The psychology of cultism is but one indication of an intrinsic desire in each of us to offer veneration to the Creator. This process becomes pathological only if the surrogate leader is mad, as with Jim Jones, or when the path followed leads into a blind maze, as with scientific technology. Almost every day another “accepted” scientific fact is discredited in yet another laboratory experiment. It appears, then, that science offers no final solutions or ultimate explanations. Is our own worship of the microscope and the wonders of microbiology, neuro-chemistry and physiology as misplaced as the blind faith that Jones’s followers had in him?

Blind Departures from Basic Principles of Freedom

This nation was founded upon principles taken from the Judeo-Christian ethic and as long as these prevailed, we grew and prospered. Now, there is no prayer in the schools and unionized, socialist teachers insidiously program our youth. Mindless violence and senseless trivia beam at us from the television, our newspapers are full of lies and scantily clad females posing for underwear ads. Heroin is the opiate of the ghetto, alcohol of the middle class community, and cocaine of the wealthy. Valium, which we supply, is abused by all social classes.

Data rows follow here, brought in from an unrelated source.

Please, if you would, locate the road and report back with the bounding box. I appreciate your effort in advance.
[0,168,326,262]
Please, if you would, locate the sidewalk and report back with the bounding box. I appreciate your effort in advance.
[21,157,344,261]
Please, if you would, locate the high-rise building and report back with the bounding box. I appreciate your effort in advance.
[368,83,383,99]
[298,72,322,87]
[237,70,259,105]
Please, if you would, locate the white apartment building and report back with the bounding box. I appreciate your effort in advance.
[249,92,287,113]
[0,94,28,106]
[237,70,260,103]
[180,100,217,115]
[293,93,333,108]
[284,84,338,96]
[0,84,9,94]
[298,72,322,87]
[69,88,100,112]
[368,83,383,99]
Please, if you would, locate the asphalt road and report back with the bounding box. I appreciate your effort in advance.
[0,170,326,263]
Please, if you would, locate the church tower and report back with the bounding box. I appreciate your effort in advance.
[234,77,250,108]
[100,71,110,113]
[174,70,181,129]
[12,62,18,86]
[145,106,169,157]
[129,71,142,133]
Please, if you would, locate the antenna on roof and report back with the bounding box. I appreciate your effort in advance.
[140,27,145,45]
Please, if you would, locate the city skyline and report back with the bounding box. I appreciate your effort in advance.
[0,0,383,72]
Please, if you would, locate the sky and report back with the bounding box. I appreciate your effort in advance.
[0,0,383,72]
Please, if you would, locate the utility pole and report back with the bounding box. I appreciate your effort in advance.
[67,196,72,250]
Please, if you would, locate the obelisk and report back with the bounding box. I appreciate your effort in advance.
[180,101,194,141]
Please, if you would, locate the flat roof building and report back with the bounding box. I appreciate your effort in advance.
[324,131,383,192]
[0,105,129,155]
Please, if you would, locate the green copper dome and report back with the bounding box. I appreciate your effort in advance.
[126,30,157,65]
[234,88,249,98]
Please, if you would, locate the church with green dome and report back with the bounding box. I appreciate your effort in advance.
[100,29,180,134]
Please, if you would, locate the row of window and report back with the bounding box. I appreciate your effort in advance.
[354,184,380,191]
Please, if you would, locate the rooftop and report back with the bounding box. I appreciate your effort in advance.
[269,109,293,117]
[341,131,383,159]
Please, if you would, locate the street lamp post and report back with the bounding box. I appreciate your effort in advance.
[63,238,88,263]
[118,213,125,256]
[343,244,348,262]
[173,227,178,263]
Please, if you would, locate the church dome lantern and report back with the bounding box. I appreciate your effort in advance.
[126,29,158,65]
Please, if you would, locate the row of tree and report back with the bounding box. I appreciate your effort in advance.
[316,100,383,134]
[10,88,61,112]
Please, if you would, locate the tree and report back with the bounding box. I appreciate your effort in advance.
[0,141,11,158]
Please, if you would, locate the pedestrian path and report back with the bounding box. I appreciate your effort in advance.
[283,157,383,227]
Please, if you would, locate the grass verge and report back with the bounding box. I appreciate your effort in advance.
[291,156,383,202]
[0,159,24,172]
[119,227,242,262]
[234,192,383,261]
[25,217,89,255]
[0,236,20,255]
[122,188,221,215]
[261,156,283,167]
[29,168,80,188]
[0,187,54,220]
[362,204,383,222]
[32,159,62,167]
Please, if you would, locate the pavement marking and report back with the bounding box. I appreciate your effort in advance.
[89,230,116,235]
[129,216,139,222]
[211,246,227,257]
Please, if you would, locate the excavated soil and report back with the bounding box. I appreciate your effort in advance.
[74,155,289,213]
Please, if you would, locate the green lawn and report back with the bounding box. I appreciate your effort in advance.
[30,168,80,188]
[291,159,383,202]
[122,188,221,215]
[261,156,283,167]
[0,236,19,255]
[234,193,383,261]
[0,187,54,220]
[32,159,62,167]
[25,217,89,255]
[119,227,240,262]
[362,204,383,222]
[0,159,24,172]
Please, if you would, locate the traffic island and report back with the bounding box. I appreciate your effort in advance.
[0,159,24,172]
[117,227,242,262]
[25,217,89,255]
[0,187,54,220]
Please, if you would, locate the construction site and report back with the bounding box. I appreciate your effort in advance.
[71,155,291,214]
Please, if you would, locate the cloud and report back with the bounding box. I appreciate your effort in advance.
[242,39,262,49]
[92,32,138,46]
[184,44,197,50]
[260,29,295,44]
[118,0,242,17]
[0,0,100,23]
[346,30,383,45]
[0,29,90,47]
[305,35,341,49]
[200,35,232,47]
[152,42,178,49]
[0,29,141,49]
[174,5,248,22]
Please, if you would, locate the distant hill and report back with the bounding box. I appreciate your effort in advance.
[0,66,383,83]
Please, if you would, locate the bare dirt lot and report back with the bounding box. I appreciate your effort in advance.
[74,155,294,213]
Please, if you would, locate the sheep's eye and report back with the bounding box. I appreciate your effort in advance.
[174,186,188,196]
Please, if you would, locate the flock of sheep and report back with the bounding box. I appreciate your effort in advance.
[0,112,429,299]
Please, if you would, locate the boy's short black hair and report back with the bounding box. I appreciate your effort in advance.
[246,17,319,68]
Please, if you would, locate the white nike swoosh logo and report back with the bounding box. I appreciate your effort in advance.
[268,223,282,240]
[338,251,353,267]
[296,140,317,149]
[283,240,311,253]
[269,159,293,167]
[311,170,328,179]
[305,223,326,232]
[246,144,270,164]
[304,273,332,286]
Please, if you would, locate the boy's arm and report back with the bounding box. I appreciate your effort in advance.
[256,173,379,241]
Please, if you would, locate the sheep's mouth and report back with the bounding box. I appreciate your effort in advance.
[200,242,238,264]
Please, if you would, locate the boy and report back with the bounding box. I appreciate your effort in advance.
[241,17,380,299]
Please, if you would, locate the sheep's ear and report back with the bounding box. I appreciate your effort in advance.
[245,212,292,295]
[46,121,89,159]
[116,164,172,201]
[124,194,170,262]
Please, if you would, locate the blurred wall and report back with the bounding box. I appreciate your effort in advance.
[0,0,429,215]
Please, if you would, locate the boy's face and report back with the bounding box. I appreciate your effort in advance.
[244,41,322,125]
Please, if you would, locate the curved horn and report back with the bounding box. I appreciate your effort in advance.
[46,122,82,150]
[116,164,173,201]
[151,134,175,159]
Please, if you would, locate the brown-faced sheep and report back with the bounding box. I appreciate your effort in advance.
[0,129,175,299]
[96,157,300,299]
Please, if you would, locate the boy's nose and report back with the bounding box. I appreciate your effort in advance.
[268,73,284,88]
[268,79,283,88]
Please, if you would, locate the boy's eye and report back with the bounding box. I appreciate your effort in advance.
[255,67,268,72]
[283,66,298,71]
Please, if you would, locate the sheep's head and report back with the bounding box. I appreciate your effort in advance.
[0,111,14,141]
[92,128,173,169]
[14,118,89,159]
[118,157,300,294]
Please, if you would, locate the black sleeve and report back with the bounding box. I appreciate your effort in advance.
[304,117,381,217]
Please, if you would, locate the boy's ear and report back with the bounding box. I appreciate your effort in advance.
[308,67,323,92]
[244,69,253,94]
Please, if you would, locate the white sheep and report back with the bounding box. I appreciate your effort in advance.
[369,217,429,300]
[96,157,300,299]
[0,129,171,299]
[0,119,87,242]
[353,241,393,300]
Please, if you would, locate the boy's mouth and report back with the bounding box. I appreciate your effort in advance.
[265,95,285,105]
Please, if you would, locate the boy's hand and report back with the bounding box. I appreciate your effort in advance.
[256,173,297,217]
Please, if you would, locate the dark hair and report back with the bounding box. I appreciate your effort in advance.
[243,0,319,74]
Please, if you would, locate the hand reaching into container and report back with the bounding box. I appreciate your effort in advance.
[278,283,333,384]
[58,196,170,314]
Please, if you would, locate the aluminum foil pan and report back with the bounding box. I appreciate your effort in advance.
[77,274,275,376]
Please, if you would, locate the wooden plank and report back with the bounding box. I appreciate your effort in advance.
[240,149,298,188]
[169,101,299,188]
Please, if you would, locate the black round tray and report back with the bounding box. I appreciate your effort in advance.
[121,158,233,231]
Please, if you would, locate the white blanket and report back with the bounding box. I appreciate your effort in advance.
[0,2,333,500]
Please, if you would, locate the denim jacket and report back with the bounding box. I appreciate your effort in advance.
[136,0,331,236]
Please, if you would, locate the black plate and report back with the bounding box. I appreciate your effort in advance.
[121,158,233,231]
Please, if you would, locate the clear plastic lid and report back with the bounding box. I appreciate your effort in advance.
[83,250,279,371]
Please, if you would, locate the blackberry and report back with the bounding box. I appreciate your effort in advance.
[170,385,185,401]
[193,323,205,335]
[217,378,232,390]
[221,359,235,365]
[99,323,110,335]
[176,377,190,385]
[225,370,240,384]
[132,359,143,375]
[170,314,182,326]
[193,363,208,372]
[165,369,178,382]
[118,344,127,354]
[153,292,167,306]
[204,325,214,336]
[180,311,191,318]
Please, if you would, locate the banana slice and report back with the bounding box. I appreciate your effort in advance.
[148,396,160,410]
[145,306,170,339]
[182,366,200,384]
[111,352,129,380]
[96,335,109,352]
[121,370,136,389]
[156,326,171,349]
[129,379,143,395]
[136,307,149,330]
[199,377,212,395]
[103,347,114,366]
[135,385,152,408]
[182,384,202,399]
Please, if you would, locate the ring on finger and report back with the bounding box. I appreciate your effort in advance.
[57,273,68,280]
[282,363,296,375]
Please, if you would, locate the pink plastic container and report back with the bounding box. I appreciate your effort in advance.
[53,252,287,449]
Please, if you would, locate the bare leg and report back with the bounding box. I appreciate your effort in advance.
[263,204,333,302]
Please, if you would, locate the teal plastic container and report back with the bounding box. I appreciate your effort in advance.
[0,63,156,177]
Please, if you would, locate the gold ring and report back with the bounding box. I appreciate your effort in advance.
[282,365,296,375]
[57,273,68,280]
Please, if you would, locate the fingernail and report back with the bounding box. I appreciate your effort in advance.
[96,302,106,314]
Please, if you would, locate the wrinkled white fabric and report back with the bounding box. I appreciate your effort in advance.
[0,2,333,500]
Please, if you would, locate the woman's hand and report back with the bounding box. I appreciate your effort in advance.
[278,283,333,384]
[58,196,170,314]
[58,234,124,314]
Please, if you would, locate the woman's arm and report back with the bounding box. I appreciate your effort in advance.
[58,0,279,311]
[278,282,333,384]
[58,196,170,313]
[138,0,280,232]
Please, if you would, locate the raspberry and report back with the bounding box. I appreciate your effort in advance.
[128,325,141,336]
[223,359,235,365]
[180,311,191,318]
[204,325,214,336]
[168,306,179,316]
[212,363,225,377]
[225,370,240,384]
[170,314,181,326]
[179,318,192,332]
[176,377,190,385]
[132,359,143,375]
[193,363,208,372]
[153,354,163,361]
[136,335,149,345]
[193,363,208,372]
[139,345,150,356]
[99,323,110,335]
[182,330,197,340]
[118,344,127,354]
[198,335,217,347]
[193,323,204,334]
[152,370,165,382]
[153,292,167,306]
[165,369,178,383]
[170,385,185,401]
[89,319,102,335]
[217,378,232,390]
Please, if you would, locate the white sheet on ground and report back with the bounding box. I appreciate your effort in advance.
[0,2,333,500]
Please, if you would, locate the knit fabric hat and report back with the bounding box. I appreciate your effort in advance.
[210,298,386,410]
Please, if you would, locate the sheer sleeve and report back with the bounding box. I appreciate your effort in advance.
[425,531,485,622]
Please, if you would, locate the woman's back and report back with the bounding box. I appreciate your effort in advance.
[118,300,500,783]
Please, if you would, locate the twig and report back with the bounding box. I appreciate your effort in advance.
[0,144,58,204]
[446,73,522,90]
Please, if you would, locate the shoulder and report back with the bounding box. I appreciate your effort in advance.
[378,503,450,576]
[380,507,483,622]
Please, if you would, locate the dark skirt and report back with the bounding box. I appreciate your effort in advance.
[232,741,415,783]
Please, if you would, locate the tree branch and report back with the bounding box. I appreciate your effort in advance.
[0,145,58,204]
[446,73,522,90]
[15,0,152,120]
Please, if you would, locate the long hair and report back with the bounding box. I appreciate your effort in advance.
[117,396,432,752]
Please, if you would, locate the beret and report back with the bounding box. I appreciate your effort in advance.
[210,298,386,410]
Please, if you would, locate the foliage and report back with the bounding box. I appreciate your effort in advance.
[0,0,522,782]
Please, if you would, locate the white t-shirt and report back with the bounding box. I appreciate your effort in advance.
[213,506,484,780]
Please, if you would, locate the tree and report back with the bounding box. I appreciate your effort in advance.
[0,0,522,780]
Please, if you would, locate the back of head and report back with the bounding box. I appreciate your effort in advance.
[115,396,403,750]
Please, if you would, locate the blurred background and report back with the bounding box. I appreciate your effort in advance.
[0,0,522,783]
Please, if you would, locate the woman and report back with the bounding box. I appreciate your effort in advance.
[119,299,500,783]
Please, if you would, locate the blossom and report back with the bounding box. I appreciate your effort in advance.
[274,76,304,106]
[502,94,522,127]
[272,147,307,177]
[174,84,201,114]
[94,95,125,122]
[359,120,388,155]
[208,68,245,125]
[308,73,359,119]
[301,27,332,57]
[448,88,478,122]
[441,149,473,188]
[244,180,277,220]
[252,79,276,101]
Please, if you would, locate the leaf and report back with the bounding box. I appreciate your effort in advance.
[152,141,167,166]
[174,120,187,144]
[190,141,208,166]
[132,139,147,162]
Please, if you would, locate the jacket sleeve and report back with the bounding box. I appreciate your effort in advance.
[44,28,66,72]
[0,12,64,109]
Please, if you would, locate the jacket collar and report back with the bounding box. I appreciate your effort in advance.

We correctly perceive the sea as a dangerous, hostile environment for man and few would attempt to navigate it for any significant distance without the benefits of a buoyant and protective superstructure. What many fail to realize is that man’s journey on dry land is at least as hazardous. In neglecting the spiritual aspects of our own existences, and of our patients’ as well, we are up a creek without either boat or paddles.

Cults, worthless dollars, gasoline shortages and dependent patients are the long-term consequences of too many of us learning to rely on Big Brother. The processed foods we eat and drink are as suspect as the poisoned potion was in Guyana—it simply takes longer for them to kill US.

Erich Fromm tells us that all human beings are religious in one way or another, religion being “any system of thought and action which . . . gives the individual the frame of orientation and object of devotion he needs.”[2] The psychology of cultism is all around us, as men elect to place their faith and trust in other men, their machines or their technologi cal products.

As long as we pass on shallow values to our youth and let them see us worshipping at the altar of science, or the government, or the dollar, or gold—they will do likewise.

As long as we promote dependency in our patients, we are reinforcing the psychology of cultism. The white coat and the stethoscope are counter-productive when used as talismans in a cult of science. We should learn and teach self-reliance and preventive medicine principles, for when these attitudes and values are mixed with genuine faith in the Creator, we may return to being a nation of healthy and sane individuals rather than a society of drugged, dependent sheep and we may finally reverse the decline of the United States as a force of geopolitical significance. []


1.   Cf. S. Ferenczi, “Stages in the Development of the Sense of Reality,” Outline of Psychoanalysis, by J. S. Van Tesslar, page 112.

2.   Ashok Rao, M.D., and Jennifer A. Katze, M.D., “The Role of Religious Belief in a Depressed Patient’s Illness,” Psychiatric Opinion, June, 1979, pp. 39-43.